Anyhow, while the actual article was not exciting — it is well written, the research well formulated, but hardly going to help profile future terrorists especially given that leftists ones aren’t engineers anyway, so it’s a bit limited in that way, the Editorial interested me more, and brought my thoughts back to something I planned to write on anyway. The Editorial suggests some engineers may dislike ambiguity, and want a clockwork well ordered world, and lash out when it is not so, adopting terrorist tactics. The key bit here to me is “dislike ambiguity”, because as long term readers of my writings on the JREF and Dawkins forum will know, that si exactly the trait I noted in many “New Atheists” and sceptics. One can not generalize – I know a good few New Atheists with a great appreciation and understanding of ambiguity, and there is one literary critic on the Dawkins forum who could certainly teach me a thing or two about the notion – I did read Seven Types of Ambiguity, but that was many, many years ago. However the very literalist/concrete reading and failure to understand the symbolic nature of religious language one comes across on both forums, coupled with a dislike of mystery and the unexplained – well except as a research challenge, an attitude I heartily share – made me propose that actually people with strong ideological beliefs may simply be less able to process or deal with “insufficient data” or ambiguous concepts. “woo” sometimes seems to be any mysterious or hard to explain concept that threatens an ordered mechanistic worldview. Wonder hwo they deal with gambling, chance and fate? Denying Free Will and embracing materialist determism is one way I guess. 🙂
I actually have been trying to get a research methodology together for this – my divorce from the University of Gloucestershire, an institution with which I have no connection at all now – makes it harder, and the very notion of ambiguity appears to have been ignored in the psychology journals.
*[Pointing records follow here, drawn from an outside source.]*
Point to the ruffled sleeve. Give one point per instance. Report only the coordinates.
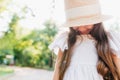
(60, 42)
(114, 41)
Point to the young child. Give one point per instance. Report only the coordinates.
(86, 51)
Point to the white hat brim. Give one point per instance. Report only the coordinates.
(86, 21)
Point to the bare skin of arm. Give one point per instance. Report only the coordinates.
(117, 61)
(56, 70)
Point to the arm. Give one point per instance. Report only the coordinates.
(117, 61)
(56, 70)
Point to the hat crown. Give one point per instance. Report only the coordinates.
(77, 3)
(83, 12)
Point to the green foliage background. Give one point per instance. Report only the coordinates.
(28, 50)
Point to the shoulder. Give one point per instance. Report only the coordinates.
(59, 42)
(113, 34)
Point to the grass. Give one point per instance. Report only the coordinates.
(5, 70)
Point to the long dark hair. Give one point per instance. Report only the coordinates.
(106, 66)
I was willing to self fund, but the person I hoped to collaborate with on my research in to belief structures and ambiguity has vanished, or is not returning my calls, so I guess I’m going to have to pursue this alone.I don’t want to do a PhD on it – just an exploratory paper. 🙂 I’m not interested in finding terrorists – I actually think it has no useful potential there for reasons outlined in New Scientist – but I am sure as hell interested in what makes people adopt their religious worldview, or active anti-religious worldview. Sure i can see where Dawkins is coming from – he sees Natural Selection, a beautiful and useful idea, as invalidating religious thinking. No, it invalidates forms of Latitudinarian natural theology common in the 18th century — if most religious believers think like Paley or Newton, I have yet to notice it!
Still, I’m interested in the relationship between ability to cope with ambiguity, new ideas and the authoritarian personality. I might try and retrieve Male Fantasies: Women, Flood, Bodies, History from DC, a classic study of Nazi masculinity and psychology. I always wondered if it influenced Andrew (definitely NOT a Nazi) Eldritch when he wrote the Sisters of Mercy album Floodland – he reads widely and is extremely intelligent and articulate, and it would not surprise me at all. IF I had access to a JSTOR, Athens or other journal database i’d search for the literature on ambiguity – as I may have hinted, I know it mainly from Lit. Crit (which I only really dabble in) but the concept strikes me as extremely important. Or maybe I’m just pleased because someone at New Scientist is clearly thinking along the same lines that I have been arguing?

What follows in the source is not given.